The following pages will, it is trusted, facilitate to Sanskrit students the perusal of the original text, and to general readers an estimate, of one of the schools of Indian thought. Such interest as they may claim, will be historical, as a picture of a low stage of metaphysical culture. The system must be judged from its proper place in the history of philosophy; not hastily condemned from a modern point of view. The Indian cosmologies, imperfect in analysis, and hasty in synthesis, may be compared to the pre-Socratic schemes among the Greeks. In India, the Socratic reform in method has been wanting, and speculation has lapsed into a fruitless scholasticism. By these systems, however, it is that Indian thinkers are formed, and we may well remember that in mental discipline “speculation is higher than speculative truth,” and that where philosophers “have not realized truth, they, have always determined exertion.
The technical terms employed in translation are necessarily rather suggestive than reproductive of the original. The artificial groupings, or (to use Locke’s expression) mixed modes, of European and of Indian thought, intersect and overlap, rather than coincide with, one another. The reader should bear this in mind, that he may avoid the misleading associations of an English terminology.

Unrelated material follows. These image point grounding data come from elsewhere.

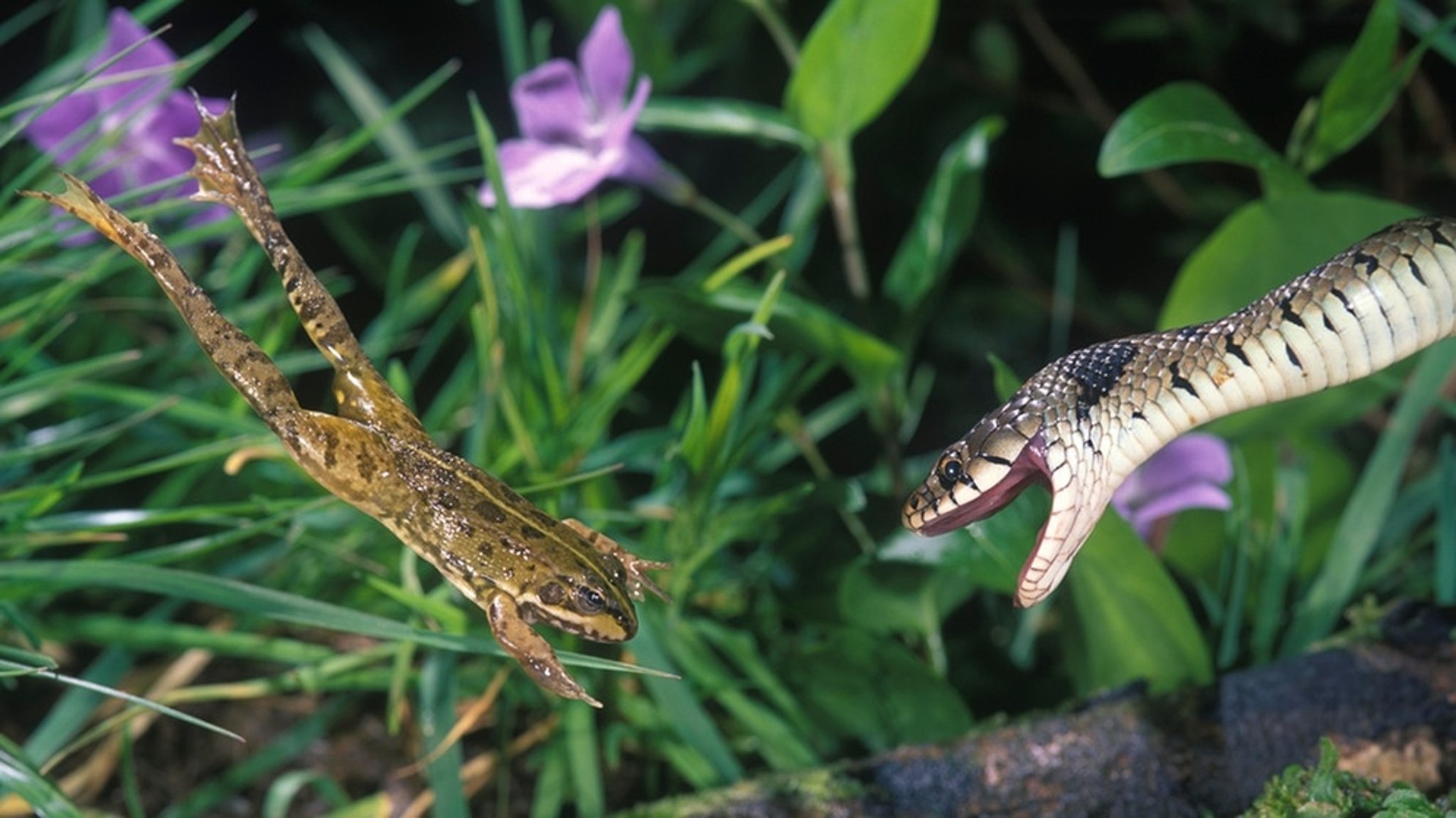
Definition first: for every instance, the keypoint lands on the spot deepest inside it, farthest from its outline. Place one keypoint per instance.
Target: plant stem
(839, 181)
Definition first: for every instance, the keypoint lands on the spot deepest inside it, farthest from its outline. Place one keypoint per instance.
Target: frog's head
(589, 599)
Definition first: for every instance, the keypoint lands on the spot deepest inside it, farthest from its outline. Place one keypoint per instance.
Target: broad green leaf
(946, 217)
(1261, 246)
(1181, 122)
(1363, 87)
(1132, 620)
(854, 63)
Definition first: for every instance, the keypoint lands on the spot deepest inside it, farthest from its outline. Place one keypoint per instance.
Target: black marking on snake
(1440, 238)
(1344, 300)
(1293, 358)
(1288, 313)
(1179, 382)
(1236, 350)
(1097, 370)
(1415, 268)
(1368, 261)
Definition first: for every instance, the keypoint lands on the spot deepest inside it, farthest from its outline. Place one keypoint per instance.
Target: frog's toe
(638, 580)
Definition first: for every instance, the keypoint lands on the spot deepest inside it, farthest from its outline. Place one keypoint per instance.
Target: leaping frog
(513, 559)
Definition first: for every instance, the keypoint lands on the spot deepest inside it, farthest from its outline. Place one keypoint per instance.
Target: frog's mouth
(580, 609)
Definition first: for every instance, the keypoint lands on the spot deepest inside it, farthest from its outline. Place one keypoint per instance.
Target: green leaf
(798, 325)
(855, 60)
(1261, 246)
(722, 118)
(1363, 87)
(901, 597)
(1371, 504)
(1132, 620)
(1181, 122)
(946, 217)
(1004, 378)
(23, 779)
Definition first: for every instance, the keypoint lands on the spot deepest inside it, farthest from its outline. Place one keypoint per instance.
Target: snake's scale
(1086, 421)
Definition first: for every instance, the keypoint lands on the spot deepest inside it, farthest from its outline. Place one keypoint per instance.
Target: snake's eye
(950, 474)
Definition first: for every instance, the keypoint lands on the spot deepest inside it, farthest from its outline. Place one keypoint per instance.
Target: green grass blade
(1359, 528)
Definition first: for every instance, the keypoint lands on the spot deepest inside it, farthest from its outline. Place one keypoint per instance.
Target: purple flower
(1187, 474)
(577, 124)
(134, 119)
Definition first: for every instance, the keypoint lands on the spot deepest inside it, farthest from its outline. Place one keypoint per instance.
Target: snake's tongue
(1028, 467)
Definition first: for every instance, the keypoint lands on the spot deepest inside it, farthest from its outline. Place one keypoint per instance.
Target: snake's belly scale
(1086, 421)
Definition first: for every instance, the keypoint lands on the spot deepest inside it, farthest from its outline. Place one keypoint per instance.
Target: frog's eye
(589, 600)
(552, 594)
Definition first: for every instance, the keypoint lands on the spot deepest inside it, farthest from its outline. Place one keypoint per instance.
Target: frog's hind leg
(240, 361)
(226, 175)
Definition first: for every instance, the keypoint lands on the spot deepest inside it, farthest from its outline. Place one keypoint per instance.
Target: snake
(1086, 421)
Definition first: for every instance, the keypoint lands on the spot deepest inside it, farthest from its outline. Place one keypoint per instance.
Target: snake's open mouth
(1028, 467)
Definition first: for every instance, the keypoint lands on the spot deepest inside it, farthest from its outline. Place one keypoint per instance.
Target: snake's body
(1086, 421)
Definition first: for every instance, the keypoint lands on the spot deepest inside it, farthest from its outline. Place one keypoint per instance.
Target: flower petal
(619, 127)
(640, 164)
(1193, 457)
(60, 130)
(606, 63)
(1197, 495)
(550, 104)
(540, 175)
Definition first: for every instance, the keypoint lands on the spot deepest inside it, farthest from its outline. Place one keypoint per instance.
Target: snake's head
(978, 475)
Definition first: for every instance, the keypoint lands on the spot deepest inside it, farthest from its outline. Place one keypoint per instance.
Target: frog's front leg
(633, 565)
(528, 648)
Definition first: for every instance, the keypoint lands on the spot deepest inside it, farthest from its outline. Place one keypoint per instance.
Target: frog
(510, 558)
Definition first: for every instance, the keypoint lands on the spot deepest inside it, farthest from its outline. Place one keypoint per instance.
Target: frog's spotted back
(513, 559)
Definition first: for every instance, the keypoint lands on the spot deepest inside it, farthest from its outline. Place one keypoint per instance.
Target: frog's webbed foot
(635, 567)
(83, 203)
(223, 169)
(526, 647)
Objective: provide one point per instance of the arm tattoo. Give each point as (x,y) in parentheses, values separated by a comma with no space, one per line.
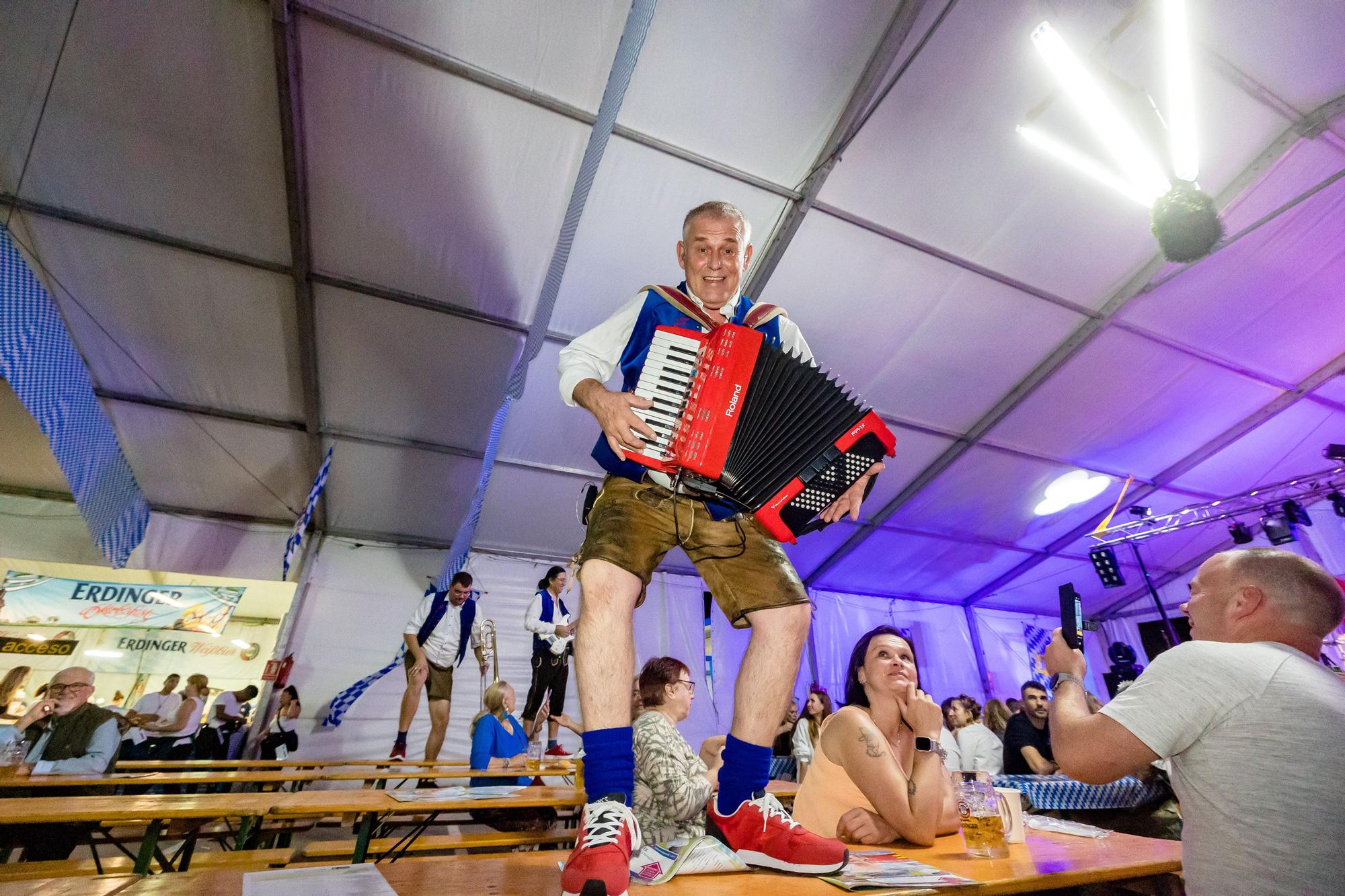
(871,744)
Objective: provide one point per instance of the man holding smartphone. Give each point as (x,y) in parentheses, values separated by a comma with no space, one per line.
(1249,719)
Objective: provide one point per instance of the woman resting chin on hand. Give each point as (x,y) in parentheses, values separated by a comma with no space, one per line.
(867,782)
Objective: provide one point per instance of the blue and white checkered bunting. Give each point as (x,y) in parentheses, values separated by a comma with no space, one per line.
(1038,641)
(42,365)
(297,537)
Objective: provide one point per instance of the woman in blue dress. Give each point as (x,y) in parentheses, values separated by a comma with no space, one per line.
(498,741)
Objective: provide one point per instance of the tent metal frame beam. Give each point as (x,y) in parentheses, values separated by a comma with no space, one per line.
(291,96)
(852,116)
(1091,327)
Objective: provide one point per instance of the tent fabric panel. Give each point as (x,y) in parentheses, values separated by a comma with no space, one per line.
(950,339)
(995,495)
(205,463)
(165,116)
(1288,444)
(406,372)
(763,106)
(404,491)
(209,333)
(562,49)
(631,227)
(1126,403)
(532,510)
(33,34)
(905,564)
(544,430)
(1262,302)
(28,460)
(430,184)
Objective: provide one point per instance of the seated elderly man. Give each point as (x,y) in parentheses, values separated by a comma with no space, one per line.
(64,735)
(1247,716)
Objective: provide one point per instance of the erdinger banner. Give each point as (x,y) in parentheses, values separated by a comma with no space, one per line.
(34,599)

A brief indication of the conceptions dominant in the Vaiseshika system, may be useful to the uninitiated. These are the transition of souls from everlasting through new embodiments and new spheres of being; therein reaping in pleasures and pains the fruits of merits and demerits ever reproduced as seed by plant and plant by seed; the atomic aggregates which make up the object world, eternally disintegrated and redintegrated by the efficacy of works, with or without—for it is questioned—the intervention of a creator spirit. Thus in bondage to sensuous experience, painful at the best, the soul must wait its release until, the uderstanding purified by good works, it attains to knowledge of the modes of being. This knowledge disengages the soul from its appetent and active functions, and merges it in the absolute.

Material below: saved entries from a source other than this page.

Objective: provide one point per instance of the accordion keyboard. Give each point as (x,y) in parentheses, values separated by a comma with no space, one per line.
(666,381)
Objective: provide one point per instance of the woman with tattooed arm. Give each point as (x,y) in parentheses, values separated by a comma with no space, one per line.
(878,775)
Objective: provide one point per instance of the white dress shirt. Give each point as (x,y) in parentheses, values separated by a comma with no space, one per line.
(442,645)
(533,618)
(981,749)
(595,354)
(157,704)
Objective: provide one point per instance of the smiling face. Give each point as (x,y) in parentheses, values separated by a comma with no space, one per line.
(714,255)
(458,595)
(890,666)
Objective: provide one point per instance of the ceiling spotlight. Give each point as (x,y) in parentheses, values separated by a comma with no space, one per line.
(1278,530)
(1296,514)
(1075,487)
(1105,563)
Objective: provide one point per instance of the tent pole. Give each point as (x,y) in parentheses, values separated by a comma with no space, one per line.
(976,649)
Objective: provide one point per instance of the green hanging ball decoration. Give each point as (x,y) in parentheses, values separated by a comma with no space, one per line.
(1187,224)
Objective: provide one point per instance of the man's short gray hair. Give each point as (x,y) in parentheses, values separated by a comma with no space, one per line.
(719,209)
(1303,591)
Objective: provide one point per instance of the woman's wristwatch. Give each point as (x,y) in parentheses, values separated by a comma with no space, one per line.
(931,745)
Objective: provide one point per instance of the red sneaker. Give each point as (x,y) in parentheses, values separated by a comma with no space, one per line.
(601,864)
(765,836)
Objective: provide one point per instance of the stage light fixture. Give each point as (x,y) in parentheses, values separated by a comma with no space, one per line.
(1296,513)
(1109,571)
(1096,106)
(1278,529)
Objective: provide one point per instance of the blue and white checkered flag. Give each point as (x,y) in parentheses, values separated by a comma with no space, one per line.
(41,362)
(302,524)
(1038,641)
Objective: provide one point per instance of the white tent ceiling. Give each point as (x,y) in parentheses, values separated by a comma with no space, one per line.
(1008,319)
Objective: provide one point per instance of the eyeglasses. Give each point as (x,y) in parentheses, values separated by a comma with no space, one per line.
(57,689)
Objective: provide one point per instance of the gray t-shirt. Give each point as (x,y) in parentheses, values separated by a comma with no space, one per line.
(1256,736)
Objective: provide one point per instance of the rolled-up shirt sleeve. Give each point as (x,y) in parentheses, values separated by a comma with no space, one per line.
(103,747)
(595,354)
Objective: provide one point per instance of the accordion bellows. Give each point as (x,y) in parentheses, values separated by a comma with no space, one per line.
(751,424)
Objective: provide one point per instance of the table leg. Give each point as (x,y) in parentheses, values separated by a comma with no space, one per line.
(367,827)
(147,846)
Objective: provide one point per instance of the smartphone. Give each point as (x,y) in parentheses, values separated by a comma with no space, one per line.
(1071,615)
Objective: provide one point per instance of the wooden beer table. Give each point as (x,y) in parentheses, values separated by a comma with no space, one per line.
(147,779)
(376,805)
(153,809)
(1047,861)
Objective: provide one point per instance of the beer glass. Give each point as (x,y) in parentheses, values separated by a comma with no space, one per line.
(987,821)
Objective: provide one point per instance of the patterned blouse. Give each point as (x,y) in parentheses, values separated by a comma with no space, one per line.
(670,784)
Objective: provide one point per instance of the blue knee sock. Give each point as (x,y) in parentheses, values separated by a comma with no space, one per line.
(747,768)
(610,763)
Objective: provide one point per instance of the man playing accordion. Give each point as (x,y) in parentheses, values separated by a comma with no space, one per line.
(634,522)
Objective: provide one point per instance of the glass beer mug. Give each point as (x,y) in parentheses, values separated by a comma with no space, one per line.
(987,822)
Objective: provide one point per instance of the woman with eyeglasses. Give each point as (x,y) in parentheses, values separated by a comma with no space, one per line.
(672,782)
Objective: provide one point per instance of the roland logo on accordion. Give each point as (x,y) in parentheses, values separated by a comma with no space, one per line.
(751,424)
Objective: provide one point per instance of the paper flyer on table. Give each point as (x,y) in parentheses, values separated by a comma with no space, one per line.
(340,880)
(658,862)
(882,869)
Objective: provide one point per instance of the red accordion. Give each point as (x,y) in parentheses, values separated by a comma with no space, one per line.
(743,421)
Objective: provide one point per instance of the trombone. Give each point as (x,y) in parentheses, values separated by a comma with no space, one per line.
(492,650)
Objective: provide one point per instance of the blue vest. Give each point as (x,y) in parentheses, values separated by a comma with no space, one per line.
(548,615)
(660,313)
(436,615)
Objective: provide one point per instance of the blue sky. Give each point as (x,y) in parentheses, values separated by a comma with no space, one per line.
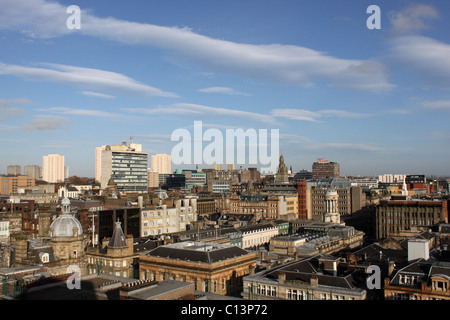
(376,101)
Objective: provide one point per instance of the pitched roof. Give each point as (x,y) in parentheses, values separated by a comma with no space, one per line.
(118,238)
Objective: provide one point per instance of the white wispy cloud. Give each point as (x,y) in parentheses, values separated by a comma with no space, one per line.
(437,105)
(203,111)
(82,77)
(97,95)
(224,90)
(10,112)
(6,102)
(288,64)
(44,124)
(81,112)
(316,116)
(426,57)
(412,19)
(310,144)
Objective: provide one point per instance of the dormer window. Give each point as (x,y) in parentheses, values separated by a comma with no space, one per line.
(440,284)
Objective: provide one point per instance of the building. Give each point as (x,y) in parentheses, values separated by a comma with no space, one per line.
(206,206)
(350,199)
(219,186)
(152,179)
(11,185)
(394,216)
(303,175)
(14,170)
(66,236)
(164,219)
(325,169)
(162,163)
(106,218)
(391,178)
(126,165)
(423,278)
(282,175)
(321,277)
(114,256)
(302,199)
(263,206)
(53,168)
(32,171)
(195,178)
(257,235)
(214,268)
(4,232)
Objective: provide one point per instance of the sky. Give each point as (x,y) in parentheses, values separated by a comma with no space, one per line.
(375,100)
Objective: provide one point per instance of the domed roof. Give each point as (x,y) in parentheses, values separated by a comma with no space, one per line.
(65,225)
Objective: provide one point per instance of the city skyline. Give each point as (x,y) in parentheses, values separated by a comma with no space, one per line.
(376,101)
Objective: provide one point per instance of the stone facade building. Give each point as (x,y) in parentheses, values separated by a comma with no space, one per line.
(212,267)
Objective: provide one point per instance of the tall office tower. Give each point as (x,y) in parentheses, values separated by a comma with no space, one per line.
(14,170)
(126,165)
(162,163)
(325,169)
(66,172)
(32,171)
(53,168)
(230,166)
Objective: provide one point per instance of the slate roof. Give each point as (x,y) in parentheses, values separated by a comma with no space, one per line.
(210,254)
(118,238)
(303,270)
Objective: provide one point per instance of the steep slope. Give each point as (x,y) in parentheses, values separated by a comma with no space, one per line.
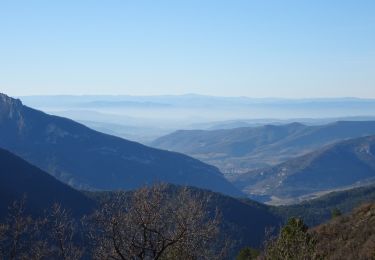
(242,222)
(316,211)
(242,149)
(335,166)
(348,237)
(19,179)
(88,159)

English readers will find abundant information, for further guidance, in Colebrooke’s Essays on the Religion and Philosophy of the Hindus, the Rev. K.M. Banerjea’s Dialogues on Hindu Philosophy, Dr. Fitzedward Hall’s Rational Refutation of Hindu Philosophy translated from the Hindi of the Rev. Nehemiah Nilakantha, Professor Max Muller’s Essay on Indian Logic appended to Abp. Thomson’s Laws of Thought, and the articles on the “Vaieshika and other Indian philosophies” in Chambers’s Encyclopaedia, Those who read Sanskrit will find a useful epitome of the Vaieshika doctrines in the Tattva-padãrtha-sara the work of an illustrious pandit of the present day, Jayanarayana-Tarkapanchanana late professor of Hindu Philosophy in the Government Sanskrit College Calcutta, the author of the Vivrtti from which many of the comments in the following pages are reproduced.
The translation of the Vaiseshika Aphorisms is reprinted from the ‘Pandit,’ a monthly publication of the Benares Sanskrit College. It was undertaken at the instance of Mr. R.T.H. Griffith, the learned principal of the Benares College, as supplementary, in however imperfect a manner, to the text-books of the other Indian systems translated by the late Dr. Jas. Ballantyne. The text followed is that of Dr. Roer and Pandit Jayantrayaiia Tarkapañchanana published in the Bibliotheca Indica.
Its re-appearance is due to Dr. E.J. Lazarus, proprietor of the Benares Medical Hall Press, to whom Indian literature is already largely indebted for similar encouragement.